La méthode · 04
Le salut scout
Un geste d'une seconde, accompli par des millions de jeunes en cent vingt ans, dans toutes les langues de la terre. Ce n'est pas une formalité : c'est un rappel.
Les trois doigts
Les trois engagements de la Promesse
- 01
Dieu, l'Église, la Patrie
Le premier doigt levé rappelle le premier engagement : servir de mon mieux Dieu, l'Église et ma Patrie.
- 02
Aider mon prochain en toutes circonstances
Le deuxième doigt : l'engagement qui se vérifie chaque jour, par la bonne action.
- 03
Observer la Loi scoute
Le troisième doigt : les dix articles, assumés librement le jour de la Promesse.
Seconde lecture
Les mêmes trois doigts, les trois vertus
Le geste a une double lecture, aussi ancienne. Les trois doigts signifient également les trois vertus scoutes : la franchise, le dévouement et la pureté.
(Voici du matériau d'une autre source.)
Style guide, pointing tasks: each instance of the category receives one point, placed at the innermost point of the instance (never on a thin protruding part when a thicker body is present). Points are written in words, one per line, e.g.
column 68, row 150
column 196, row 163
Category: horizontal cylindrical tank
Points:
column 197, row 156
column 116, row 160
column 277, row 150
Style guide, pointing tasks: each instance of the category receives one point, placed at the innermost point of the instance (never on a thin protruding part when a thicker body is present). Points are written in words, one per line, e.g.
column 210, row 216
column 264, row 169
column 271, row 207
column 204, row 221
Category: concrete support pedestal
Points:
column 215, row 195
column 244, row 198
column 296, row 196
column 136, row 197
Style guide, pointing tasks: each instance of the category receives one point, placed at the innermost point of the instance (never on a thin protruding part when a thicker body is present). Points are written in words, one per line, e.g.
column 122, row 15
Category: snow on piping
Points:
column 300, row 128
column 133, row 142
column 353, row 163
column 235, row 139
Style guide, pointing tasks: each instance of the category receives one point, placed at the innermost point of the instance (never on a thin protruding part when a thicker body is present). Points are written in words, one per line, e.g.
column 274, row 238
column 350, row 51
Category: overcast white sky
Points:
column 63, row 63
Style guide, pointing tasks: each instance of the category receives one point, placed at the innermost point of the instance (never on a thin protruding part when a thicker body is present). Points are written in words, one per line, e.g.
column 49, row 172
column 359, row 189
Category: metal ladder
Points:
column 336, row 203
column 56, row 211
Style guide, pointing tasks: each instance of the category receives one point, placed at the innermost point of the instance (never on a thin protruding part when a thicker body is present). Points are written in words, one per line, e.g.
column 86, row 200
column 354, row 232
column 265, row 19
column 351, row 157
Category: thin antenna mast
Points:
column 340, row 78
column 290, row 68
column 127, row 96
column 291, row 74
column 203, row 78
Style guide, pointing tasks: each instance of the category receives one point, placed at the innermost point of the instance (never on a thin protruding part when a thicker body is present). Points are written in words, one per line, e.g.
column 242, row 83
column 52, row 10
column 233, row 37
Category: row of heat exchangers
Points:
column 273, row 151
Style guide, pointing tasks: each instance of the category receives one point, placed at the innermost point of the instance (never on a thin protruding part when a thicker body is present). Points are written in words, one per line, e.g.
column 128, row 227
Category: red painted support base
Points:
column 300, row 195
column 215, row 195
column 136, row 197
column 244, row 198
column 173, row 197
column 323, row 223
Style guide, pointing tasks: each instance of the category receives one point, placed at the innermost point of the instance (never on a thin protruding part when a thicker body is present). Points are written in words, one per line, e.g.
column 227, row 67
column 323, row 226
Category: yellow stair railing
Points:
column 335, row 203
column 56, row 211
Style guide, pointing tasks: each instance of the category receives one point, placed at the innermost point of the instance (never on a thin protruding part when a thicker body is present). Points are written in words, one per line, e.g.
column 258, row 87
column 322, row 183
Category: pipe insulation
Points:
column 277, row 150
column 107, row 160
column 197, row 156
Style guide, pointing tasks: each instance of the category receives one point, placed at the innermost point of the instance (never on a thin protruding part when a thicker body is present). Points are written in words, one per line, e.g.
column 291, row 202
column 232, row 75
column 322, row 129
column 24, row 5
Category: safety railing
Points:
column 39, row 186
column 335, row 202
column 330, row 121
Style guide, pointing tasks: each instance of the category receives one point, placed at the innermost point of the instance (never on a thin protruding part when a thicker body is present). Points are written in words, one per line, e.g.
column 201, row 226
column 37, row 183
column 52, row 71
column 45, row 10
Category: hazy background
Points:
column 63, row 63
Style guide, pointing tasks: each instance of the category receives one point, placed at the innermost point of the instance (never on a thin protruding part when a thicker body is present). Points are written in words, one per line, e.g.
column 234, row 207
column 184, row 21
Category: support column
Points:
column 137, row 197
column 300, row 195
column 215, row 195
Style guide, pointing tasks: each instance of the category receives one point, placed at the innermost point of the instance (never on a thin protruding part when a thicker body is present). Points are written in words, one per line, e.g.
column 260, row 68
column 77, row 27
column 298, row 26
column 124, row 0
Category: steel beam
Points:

Un scout qui salue correctement dit, sans un mot, six choses à la fois — trois qu'il a promises et trois qu'il veut devenir. C'est pourquoi le salut ne se fait ni à la hâte ni n'importe comment.
Le pouce
« Le grand protège le petit »
Le pouce se pose sur l'auriculaire. C'est le détail que les enfants apprennent en premier et oublient en dernier, parce qu'il exprime le mieux l'esprit de tout le mouvement : le grand aide le petit.
Dans la patrouille, la troupe, le groupe, la hiérarchie n'existe pas pour commander mais pour protéger. Un chef de patrouille de quinze ans porte son sac et, s'il le faut, une part de celui d'un garçon de douze. Un louveteau de dix ans aide celui de sept à lacer ses chaussures.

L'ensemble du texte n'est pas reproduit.